3. Também houve falha no controle desses gastos...
Ficou revelada a
absoluta falência dos sistemas de controle, porque nós tínhamos tribunais de
contas dos Estados, em alguns casos de município, como no Rio de janeiro,
controles internos dentro do executivo. Inúmeras outras entidades de controle,
como a CVM para empresas que tinham ações no mercado, o TCU. Ninguém foi capaz
de detectar a tempo essas irregularidades, essa corrupção deslavada.
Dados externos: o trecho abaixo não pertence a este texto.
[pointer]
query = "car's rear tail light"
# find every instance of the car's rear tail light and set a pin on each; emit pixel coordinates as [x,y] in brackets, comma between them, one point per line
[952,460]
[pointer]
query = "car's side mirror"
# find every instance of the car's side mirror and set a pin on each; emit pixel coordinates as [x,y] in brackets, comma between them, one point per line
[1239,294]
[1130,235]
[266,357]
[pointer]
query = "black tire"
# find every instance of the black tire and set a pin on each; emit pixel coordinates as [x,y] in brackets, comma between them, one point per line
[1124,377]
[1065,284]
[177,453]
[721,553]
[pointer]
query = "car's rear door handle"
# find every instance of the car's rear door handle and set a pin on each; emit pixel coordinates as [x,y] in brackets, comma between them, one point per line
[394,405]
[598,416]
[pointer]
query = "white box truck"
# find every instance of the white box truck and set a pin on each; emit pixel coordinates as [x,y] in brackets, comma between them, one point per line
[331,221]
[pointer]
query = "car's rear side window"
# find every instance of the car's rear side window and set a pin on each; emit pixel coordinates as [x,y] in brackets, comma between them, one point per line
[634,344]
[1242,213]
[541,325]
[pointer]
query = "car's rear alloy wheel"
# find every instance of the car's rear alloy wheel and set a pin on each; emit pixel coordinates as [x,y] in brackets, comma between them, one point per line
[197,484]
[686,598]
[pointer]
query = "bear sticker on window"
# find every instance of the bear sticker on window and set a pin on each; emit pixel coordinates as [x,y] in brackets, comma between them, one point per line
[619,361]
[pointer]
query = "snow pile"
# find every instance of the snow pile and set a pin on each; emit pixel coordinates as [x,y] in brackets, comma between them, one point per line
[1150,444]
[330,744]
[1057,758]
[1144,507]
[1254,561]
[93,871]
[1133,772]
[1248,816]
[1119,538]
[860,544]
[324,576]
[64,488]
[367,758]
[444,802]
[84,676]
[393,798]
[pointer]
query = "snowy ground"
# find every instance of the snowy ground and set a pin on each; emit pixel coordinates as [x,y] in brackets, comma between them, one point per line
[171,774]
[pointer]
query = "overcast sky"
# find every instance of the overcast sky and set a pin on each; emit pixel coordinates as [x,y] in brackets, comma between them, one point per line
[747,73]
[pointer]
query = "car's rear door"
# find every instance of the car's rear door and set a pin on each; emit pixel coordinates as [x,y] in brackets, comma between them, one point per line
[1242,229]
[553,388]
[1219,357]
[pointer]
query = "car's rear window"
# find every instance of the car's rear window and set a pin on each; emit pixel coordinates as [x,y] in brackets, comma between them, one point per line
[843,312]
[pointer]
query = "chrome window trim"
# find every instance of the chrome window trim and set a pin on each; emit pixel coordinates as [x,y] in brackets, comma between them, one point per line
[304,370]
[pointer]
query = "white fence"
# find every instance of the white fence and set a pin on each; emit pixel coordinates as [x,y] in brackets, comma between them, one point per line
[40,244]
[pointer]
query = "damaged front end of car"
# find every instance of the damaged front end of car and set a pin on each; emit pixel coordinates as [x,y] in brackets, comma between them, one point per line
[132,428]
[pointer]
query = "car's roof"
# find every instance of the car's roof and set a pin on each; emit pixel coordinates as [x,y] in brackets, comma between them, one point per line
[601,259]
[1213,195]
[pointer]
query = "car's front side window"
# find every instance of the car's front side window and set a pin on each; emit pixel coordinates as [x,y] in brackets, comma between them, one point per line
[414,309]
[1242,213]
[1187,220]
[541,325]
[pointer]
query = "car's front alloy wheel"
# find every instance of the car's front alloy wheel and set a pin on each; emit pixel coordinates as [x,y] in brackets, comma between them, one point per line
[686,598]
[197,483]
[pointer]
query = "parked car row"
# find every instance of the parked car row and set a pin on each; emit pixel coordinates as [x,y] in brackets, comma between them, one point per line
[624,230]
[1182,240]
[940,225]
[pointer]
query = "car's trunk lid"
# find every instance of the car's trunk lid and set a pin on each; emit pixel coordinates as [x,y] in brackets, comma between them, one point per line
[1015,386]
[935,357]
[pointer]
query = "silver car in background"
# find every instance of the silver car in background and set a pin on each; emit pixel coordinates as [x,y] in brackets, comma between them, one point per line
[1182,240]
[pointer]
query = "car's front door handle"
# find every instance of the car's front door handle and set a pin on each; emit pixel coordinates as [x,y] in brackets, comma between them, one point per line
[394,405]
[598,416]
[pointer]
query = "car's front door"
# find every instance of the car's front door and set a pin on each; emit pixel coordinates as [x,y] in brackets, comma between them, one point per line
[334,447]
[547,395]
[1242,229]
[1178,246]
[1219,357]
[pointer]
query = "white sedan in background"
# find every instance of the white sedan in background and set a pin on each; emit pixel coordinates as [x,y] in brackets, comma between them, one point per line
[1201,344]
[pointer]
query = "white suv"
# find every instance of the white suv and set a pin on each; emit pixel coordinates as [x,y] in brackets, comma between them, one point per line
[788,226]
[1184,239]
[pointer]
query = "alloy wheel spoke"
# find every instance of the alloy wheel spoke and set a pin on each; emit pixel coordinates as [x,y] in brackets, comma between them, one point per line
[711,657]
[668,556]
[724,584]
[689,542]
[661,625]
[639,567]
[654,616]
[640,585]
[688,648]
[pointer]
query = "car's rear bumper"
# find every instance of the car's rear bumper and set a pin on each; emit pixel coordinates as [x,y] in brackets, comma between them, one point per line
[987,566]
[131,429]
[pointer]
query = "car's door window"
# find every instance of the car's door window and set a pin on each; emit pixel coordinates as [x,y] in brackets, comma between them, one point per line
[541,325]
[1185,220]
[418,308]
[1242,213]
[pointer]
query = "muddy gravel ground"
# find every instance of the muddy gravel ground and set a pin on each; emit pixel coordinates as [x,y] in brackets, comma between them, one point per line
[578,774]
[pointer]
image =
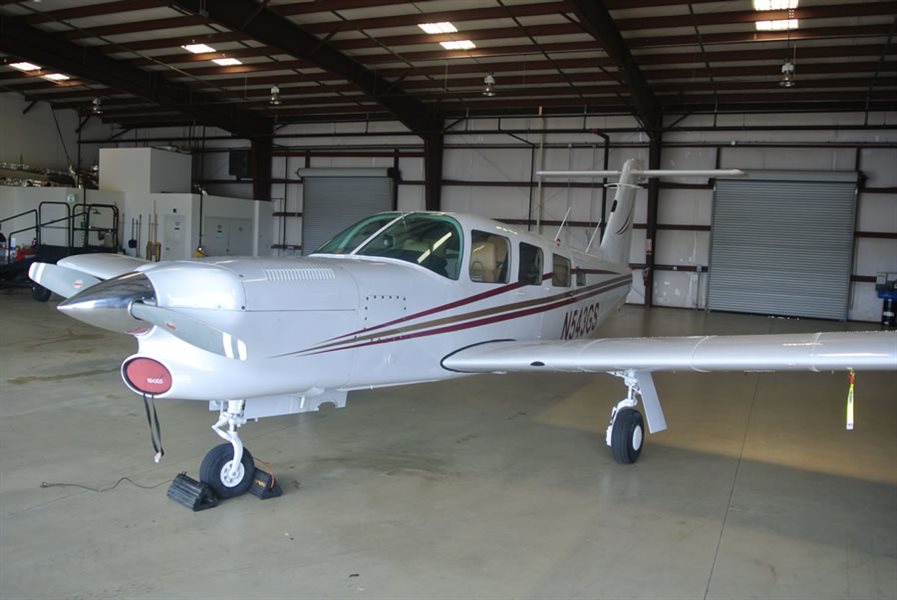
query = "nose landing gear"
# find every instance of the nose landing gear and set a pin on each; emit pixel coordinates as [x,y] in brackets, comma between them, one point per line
[228,469]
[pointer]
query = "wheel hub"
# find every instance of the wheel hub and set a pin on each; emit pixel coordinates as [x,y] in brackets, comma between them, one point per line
[230,476]
[637,437]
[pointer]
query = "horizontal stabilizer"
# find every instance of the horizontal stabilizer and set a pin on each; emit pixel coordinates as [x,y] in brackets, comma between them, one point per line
[191,330]
[648,173]
[102,265]
[872,350]
[60,280]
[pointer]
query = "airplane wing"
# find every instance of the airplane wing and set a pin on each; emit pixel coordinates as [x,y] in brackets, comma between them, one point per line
[634,359]
[875,350]
[75,273]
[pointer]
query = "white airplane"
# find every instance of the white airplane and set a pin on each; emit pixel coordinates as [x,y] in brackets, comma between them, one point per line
[402,298]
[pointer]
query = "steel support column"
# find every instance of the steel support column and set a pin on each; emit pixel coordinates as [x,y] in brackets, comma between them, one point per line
[654,149]
[433,148]
[261,160]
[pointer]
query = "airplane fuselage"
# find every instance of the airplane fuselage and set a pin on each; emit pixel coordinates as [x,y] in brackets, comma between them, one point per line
[349,321]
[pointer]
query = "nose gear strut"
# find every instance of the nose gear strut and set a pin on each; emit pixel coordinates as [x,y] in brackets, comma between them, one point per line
[229,468]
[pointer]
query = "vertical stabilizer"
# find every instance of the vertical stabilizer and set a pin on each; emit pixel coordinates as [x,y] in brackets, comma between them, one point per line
[618,233]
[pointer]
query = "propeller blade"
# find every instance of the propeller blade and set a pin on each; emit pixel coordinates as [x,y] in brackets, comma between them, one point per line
[191,330]
[60,280]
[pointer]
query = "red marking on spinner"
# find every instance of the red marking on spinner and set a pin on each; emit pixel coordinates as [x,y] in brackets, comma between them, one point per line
[147,375]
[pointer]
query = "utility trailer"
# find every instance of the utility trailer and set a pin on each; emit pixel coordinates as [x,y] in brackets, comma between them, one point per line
[85,228]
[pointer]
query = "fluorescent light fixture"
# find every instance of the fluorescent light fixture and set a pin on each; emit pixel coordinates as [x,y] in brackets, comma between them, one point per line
[780,25]
[775,4]
[433,28]
[24,67]
[198,48]
[459,45]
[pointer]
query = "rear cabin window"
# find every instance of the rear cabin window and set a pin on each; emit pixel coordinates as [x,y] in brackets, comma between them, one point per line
[530,270]
[560,275]
[489,256]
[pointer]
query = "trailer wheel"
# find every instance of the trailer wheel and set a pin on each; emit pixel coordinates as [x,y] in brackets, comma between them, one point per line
[40,293]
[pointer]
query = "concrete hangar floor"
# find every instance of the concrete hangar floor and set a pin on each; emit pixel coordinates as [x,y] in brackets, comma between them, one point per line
[488,487]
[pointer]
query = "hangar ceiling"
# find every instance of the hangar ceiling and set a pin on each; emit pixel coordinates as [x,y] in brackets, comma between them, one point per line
[371,60]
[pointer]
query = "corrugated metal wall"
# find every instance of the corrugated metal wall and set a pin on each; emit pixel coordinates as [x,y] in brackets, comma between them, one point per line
[336,198]
[782,244]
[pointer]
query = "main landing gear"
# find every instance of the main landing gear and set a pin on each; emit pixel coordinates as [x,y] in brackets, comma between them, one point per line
[626,431]
[228,469]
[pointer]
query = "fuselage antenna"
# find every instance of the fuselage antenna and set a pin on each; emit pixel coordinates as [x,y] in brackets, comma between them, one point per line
[557,236]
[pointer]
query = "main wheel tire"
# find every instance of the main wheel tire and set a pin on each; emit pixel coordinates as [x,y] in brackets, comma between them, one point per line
[40,293]
[627,436]
[213,469]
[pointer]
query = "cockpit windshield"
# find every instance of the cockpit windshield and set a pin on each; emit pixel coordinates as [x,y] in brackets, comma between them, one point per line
[347,240]
[432,241]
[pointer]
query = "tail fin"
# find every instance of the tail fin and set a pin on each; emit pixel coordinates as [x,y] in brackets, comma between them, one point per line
[618,233]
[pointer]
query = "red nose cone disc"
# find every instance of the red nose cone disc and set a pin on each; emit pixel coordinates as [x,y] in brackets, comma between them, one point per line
[148,376]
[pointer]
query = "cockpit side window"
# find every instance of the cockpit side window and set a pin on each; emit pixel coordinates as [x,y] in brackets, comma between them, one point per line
[346,241]
[431,241]
[530,270]
[560,276]
[489,257]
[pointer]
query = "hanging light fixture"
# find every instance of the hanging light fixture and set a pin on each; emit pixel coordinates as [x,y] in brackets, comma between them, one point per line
[489,85]
[787,79]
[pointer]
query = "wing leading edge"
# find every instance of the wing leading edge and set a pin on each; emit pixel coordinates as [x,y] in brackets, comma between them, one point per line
[873,350]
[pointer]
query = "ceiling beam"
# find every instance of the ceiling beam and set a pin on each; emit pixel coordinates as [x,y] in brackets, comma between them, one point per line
[272,29]
[49,50]
[595,19]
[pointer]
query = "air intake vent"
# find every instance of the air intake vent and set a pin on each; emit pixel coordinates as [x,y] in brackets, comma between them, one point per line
[299,274]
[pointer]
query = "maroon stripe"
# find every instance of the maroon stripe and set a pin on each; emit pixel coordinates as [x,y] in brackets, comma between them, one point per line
[485,321]
[599,272]
[430,311]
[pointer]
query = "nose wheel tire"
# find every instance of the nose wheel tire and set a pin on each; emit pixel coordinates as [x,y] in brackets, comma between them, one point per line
[627,436]
[216,471]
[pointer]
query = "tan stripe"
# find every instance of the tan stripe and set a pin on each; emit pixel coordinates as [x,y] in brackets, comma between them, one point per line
[469,316]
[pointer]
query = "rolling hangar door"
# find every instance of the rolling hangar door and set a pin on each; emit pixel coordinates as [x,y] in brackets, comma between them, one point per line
[334,199]
[782,244]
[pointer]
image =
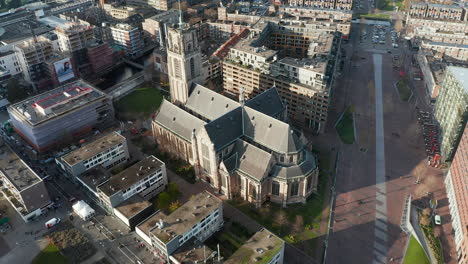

Cartolas que organizaram a Copa também têm 'negócios'
investigados
Joseph Blatter, Jérôme Valcke e Marco Polo del Nero
estão entre os investigados
Jamil Chade,
correspondente em Genebra, O Estado de S.Paulo
As suspeitas de
corrupção e irregularidades envolvendo a Copa de 2014 no Brasil ultrapassam
fronteiras. A Fifa investiga o fato de o ex-presidente Joseph Blatter e o
exsecretário-geral Jérôme Valcke terem contratos para receber quase R$ 100
milhões em prêmios e bônus pela realização do último Mundial. A suspeita é de
que os pagamentos sejam ilegais e que possam se configurar como propinas.
Os contratos que
também estão sendo investigados pelo FBI e pela Justiça da Suíça apontam para
suspeitas relativas aos critérios estabelecidos para justificar os pagamentos.
O que surpreende a Fifa é que os valores foram autorizados em contratos
assinados pelos próprios beneficiários, sem qualquer consulta.
Blatter tinha
contratos de US$ 12 milhões por sua contribuição para realizar a Copa no
Brasil. Valcke recebeu mais US$ 10 milhões.
Valcke foi afastado
do futebol por dez anos depois de o Estado e outros nove jornais internacionais
revelarem que o francês fechou acordos para ficar com parte dos lucros da
revenda de ingressos para a Copa de 2014, num esquema com ágio de mais de 200%
nos valores das entradas e que teria envolvido mais de 2 milhões de euros (R$
8,6 milhões) apenas para o bolso dele.
As suspeitas também
pairam sobre a relação entre a Fifa e os dirigentes brasileiro. O relatório
paralelo preparado pelos senadores na CPI do Futebol aponta para suspeitas em
relação aos contratos da preparação do Brasil para a Copa do Mundo de 2014. O
centro das investigações é Comitê Organizador Local (COL), que foi presidido
por Ricardo Teixeira, José Maria Marin e, mais recentemente, por Marco Polo del
Nero.
No total, a Fifa
repassou ao COL, que sempre evitou ser fiscalizado pelo governo, US$ 453
milhões. “O sigilo bancário do COL revela uma série de pagamentos a empresas
que precisam ser melhor investigados, em função do histórico e das conexões
dessas empresas e seus acionistas com o COL, a CBF e seus dirigentes,
especialmente, quanto a eventuais ajustes, combinações ou qualquer outro
expediente voltado ao recebimento de vantagens indevidas decorrentes de
contratações direcionadas”, alertou o documento.